Shaun Thomas <sthomas@optionshouse.com> writes:
> A developer was complaining about a view he created to abstract an added
> column in a left join. ...
> Curious, I whipped up this test case:
> CREATE VIEW v_slow_view AS
> SELECT foo.*, tf.small_label IS NOT NULL AS has_small_label
> FROM foo
> LEFT JOIN tiny_foo tf USING (small_label);
> SELECT bar.*, foo.*, tf.small_label IS NOT NULL AS has_small_label
> FROM bar
> LEFT JOIN foo ON (foo.id = bar.foo_id)
> LEFT JOIN tiny_foo tf USING (small_label)
> WHERE bar.id IN (750, 1750, 2750)
> ORDER BY bar.id;
> SELECT bar.*, sv.*
> FROM bar
> LEFT JOIN v_slow_view sv ON (sv.id = bar.foo_id)
> WHERE bar.id IN (750, 1750, 2750)
> ORDER BY bar.id;
These queries are not actually equivalent. In the first one, it is
impossible for "has_small_label" to read out as NULL: it will either be
true or false.

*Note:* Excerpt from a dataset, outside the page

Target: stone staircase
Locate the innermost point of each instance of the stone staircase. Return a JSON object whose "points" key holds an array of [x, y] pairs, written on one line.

However, in the second one, the IS NOT NULL is evaluated
below the LEFT JOIN to "sv", and therefore it is required that the query
return NULL for "has_small_label" in any row where bar.foo_id lacks a
join partner.
To implement that behavior correctly, we're forced to form the
foo-to-tiny_foo join first, then do the left join with bar (which'll
replace RHS columns by nulls where necessary).
And that means that you get the inefficient plan wherein the
foo-to-tiny_foo join is computed in its entirety.
9.2 does this case better, by virtue of the "parameterized plan" stuff,
which exists specifically to let us use nestloop-with-inner-indexscan
plans even when there are some join order restrictions complicating
matters.
regards, tom lane